Sonraki birkaç on yılda bilim adamları, faktörler I (fibrinojen), II (protrombin), VII, VIII, IX, X, XI, XII, XIII ve antikoagülan protein C dahil olmak üzere düzinelerce pıhtılaşma faktörünü keşfetti ve adlandırdı. pıhtılaşma kademesinde kritik bir rol oynar; kan pıhtılarının kanamayı durdurmak için uygun şekilde oluşmasını sağlar, ancak aşırıya kaçmamasını sağlar.

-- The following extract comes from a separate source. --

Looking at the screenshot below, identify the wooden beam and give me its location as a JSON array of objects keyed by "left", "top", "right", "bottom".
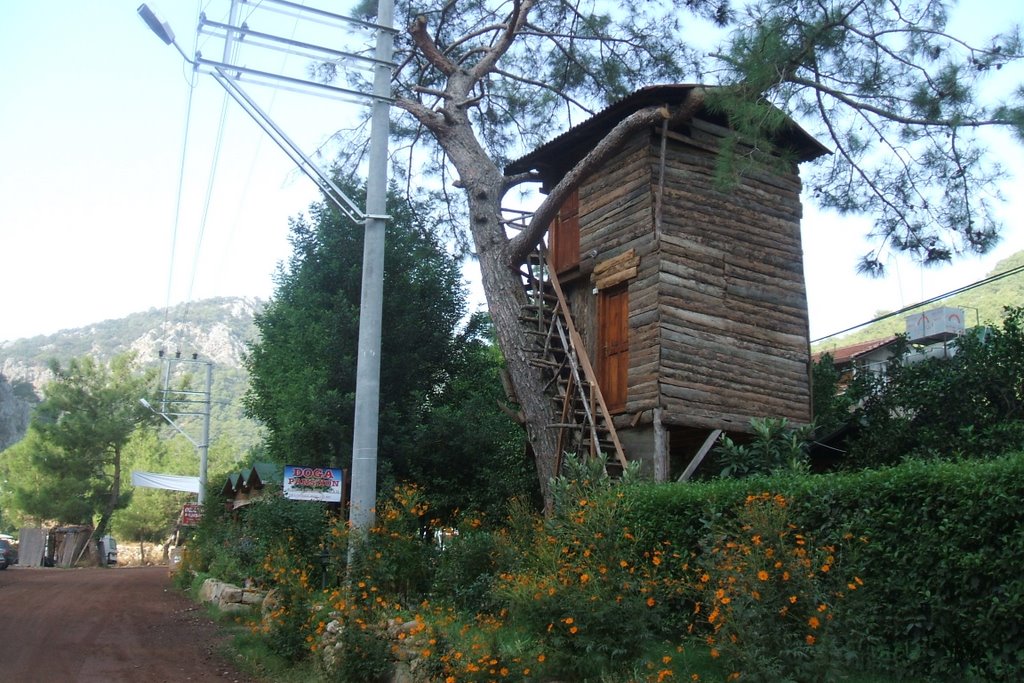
[{"left": 679, "top": 429, "right": 722, "bottom": 481}]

Mevcut Anlayış ve Gelecek Yönergeler

Bugün pıhtılaşma anlayışımız her zamankinden çok daha kapsamlıdır. Ancak pıhtı oluşumu ve önlenmesinde yer alan karmaşık mekanizmalar hakkında hala cevaplanmamış birçok soru bulunmaktadır. Devam eden araştırmalar, bu mekanizmaları daha fazla aydınlatmayı amaçlayarak, gelişmiş teşhis araçlarına, terapötik müdahalelere ve pıhtılaşma bozuklukları ve tromboza yönelik önleyici tedbirlere yol açmaktadır.

Kaynak

  1. Hoffman, M., & Monroe, D. M. (2001). A cell-based model of hemostasis. Thrombosis and Haemostasis, 85(6), 958-965.
  2. Furie, B., & Furie, B. C. (2008). Mechanisms of thrombus formation. New England Journal of Medicine, 359(9), 938-949.
  3. Davie, E. W., & Ratnoff, O. D. (1964). Waterfall sequence for intrinsic blood clotting. Science, 145(3638), 1310-1312.
  4. Mackman, N. (2008). Triggers, targets and treatments for thrombosis. Nature, 451(7181), 914-918.
  5. Trousseau, A. (1865). Phlegmasia alba dolens. Clinique Médicale de l’Hôtel-Dieu de Paris, 3, 654-712.